We expect the forthcoming government Green Paper to throw this debate open and lead to tangible change for consumers, as both customers and members of the public. It should be an opportunity to hear people’s views on how businesses can better engage with their customers and tackle corporate governance.
At Which?, we will be making sure that consumers’ voices are heard and recognised as the cornerstone for good corporate governance as the government develops its strategy. Legislation already sets out the current rules for board directors, who have explicit responsibility for having regard to their customers, as well as other stakeholders, under section 172 of the Companies Act 2006.
And at Which? we see examples of good business practice every day. Over the past ten years, I've handed out awards to banks, such as First Direct, and supermarkets, such as Waitrose and Aldi, who deserve Which?'s praise because they listen to their customers, understand what they want and deliver it.
Change starts at the top with the right board culture. Board chairs should act on the prime minister’s call and make sure the consumer's voice is better heard.
Chairs, particularly of companies that receive government support or have a broader role in society, such as banks and train companies, should ensure that at a minimum they have a suitably qualified director who is responsible for ensuring the board hears the perspectives of consumers as a whole - taking a lead on this as directors take a lead on remuneration, risk and corporate social responsibility.
This is just one step that businesses can take to heal themselves. This is not just a matter of responsible capitalism for the sake of political correctness. There's good business sense to good board behaviour too.
But for those boardrooms that continue to ignore the letter and spirit of section 172, then more radical action must be taken.

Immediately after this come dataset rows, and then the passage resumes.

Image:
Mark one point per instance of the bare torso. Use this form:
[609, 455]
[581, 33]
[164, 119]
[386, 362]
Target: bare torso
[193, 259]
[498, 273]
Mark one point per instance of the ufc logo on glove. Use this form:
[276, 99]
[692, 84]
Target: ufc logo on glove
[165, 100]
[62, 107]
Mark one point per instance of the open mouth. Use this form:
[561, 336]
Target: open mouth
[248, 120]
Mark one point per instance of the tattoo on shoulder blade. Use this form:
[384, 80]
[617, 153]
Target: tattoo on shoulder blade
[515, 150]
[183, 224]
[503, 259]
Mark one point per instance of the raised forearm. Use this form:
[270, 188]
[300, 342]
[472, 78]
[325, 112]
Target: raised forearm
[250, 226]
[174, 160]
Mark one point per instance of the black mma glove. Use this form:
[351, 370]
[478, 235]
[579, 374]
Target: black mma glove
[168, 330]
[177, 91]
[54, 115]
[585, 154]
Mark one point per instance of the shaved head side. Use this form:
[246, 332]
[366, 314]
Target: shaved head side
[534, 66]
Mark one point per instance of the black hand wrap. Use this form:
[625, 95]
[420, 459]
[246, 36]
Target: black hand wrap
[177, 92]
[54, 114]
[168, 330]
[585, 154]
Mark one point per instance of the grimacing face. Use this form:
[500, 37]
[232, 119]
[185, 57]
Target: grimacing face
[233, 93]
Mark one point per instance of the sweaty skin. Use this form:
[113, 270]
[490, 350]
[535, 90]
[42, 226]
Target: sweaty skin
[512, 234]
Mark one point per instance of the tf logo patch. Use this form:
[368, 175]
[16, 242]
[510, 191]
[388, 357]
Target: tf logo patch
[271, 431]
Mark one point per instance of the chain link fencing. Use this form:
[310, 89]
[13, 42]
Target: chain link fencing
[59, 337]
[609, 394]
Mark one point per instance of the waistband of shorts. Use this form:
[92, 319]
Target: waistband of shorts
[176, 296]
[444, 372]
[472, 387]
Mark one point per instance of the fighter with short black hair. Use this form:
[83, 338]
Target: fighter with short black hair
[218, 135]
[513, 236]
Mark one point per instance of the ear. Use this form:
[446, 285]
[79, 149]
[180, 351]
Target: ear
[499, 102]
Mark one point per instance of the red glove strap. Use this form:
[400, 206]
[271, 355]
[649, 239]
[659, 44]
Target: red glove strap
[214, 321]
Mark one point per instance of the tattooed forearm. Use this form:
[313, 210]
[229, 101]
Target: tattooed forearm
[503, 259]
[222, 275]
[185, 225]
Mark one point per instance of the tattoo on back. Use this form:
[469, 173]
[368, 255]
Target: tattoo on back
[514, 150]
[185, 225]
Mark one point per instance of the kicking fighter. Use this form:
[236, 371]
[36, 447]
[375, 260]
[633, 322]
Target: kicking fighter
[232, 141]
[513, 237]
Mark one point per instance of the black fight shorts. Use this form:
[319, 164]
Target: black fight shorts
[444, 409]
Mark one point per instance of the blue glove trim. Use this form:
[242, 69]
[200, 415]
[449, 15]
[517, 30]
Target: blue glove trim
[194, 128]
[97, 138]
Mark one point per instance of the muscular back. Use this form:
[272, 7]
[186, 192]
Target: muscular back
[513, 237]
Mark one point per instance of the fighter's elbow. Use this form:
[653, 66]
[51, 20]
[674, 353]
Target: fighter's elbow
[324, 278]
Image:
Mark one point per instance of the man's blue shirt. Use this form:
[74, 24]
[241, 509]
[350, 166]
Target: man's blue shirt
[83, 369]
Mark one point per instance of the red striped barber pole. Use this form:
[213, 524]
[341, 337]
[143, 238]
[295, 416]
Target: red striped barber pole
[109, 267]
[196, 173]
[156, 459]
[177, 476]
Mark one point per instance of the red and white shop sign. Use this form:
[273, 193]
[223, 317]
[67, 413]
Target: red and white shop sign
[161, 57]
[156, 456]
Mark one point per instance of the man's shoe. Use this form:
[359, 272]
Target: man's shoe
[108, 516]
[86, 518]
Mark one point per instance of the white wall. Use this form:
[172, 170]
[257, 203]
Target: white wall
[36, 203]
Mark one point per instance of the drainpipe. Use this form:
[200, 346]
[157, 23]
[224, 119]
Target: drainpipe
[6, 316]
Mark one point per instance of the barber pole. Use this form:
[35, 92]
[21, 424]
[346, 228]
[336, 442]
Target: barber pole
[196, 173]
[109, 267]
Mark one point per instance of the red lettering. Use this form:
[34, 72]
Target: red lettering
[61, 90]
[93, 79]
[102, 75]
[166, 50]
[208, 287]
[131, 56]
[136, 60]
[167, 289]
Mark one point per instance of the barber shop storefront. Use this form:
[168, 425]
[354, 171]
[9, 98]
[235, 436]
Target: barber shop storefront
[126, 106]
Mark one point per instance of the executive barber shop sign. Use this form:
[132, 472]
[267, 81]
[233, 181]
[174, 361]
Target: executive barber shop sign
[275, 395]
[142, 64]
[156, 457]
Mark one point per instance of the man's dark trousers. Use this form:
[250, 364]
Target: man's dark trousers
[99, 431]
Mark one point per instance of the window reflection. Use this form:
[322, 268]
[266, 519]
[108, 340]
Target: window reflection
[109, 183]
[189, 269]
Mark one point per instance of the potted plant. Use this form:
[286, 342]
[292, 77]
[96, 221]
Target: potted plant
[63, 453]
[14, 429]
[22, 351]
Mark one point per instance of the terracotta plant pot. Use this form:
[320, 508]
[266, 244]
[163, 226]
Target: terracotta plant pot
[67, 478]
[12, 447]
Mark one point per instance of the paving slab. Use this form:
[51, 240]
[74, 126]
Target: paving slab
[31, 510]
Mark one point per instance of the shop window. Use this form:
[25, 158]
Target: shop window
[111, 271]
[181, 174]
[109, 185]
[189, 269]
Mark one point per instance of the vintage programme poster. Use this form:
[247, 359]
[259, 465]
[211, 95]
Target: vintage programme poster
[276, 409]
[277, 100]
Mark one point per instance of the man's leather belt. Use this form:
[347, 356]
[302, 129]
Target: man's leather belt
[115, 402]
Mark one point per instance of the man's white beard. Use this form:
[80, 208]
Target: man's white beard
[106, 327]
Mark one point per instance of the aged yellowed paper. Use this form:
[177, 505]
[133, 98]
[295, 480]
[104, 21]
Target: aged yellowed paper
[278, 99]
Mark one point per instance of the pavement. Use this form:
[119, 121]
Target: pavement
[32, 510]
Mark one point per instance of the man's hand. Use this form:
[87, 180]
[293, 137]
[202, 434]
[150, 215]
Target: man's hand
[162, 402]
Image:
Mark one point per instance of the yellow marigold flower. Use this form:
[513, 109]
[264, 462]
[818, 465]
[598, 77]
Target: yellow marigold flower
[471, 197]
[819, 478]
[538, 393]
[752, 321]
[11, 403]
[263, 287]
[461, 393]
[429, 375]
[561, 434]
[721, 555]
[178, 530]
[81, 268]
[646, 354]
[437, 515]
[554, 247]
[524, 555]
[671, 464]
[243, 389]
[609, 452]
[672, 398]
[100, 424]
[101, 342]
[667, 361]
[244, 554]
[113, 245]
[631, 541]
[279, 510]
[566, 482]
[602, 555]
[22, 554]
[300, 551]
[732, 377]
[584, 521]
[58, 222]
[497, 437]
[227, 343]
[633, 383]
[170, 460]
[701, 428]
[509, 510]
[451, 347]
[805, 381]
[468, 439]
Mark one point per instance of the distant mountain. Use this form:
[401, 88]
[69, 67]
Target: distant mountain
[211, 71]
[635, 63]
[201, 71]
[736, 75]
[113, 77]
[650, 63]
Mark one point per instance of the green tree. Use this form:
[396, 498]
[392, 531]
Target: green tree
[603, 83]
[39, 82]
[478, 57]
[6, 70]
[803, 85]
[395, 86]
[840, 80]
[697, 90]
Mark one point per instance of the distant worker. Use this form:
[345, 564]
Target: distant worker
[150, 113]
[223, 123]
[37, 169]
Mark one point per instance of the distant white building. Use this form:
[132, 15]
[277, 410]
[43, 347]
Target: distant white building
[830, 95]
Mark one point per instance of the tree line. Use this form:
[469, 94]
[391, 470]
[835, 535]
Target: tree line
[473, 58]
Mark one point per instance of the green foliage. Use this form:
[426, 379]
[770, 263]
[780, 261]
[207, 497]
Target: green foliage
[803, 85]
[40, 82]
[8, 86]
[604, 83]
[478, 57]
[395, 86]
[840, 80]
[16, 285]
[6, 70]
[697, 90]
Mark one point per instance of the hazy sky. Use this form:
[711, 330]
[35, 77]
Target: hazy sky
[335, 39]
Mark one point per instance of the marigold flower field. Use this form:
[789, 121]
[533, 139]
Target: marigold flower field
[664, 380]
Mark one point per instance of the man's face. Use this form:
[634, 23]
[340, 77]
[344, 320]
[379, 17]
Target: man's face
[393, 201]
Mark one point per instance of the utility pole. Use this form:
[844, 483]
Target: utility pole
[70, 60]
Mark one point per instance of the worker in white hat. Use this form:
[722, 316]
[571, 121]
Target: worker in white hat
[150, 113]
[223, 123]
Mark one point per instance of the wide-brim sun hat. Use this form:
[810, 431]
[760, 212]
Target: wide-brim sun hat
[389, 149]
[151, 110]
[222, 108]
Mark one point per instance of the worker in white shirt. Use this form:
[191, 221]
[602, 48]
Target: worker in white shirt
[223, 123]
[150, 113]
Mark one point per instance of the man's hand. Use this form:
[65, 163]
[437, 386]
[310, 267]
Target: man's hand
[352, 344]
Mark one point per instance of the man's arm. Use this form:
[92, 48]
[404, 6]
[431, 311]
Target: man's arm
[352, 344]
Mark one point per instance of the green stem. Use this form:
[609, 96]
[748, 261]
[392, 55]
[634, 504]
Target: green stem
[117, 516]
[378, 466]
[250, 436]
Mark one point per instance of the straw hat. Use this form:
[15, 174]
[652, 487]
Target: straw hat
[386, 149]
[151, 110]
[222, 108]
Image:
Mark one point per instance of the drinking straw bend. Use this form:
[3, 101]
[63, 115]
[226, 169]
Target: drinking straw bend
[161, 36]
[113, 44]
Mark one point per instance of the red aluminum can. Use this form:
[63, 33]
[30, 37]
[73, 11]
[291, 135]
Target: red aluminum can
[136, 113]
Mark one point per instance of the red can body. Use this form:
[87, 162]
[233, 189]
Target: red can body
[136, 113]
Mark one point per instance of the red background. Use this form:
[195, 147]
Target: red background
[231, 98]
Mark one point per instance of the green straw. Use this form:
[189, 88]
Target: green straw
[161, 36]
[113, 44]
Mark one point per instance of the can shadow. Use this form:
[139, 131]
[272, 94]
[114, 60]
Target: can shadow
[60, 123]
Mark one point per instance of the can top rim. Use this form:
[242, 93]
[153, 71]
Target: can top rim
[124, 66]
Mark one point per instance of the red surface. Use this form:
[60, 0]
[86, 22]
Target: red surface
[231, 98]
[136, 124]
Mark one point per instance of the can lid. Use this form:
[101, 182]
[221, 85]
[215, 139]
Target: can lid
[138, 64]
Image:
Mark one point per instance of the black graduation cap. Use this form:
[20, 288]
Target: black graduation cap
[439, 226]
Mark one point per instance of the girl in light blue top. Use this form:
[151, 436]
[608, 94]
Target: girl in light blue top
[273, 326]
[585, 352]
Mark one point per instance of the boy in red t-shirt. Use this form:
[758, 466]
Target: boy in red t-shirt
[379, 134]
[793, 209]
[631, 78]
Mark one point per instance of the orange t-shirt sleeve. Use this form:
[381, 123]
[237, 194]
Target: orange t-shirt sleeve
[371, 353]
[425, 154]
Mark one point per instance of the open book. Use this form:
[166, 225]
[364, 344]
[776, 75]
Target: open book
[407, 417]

Shareholders and the government together must do more to hold chairs and directors to account. The government has a great opportunity to seize here - to change corporate culture from the top and use the Green Paper to gauge how section 172 of the Companies Act should be reformed.
But the gauntlet has been thrown down to businesses to act immediately by listening to and delivering what customers want, to remember that running a business is a responsibility. Let's hope boards across the country are ready to pick it up.
Peter Vicary-Smith is the chief executive of Which?, brand name of the Consumer Association, a charity that promotes informed consumer choice.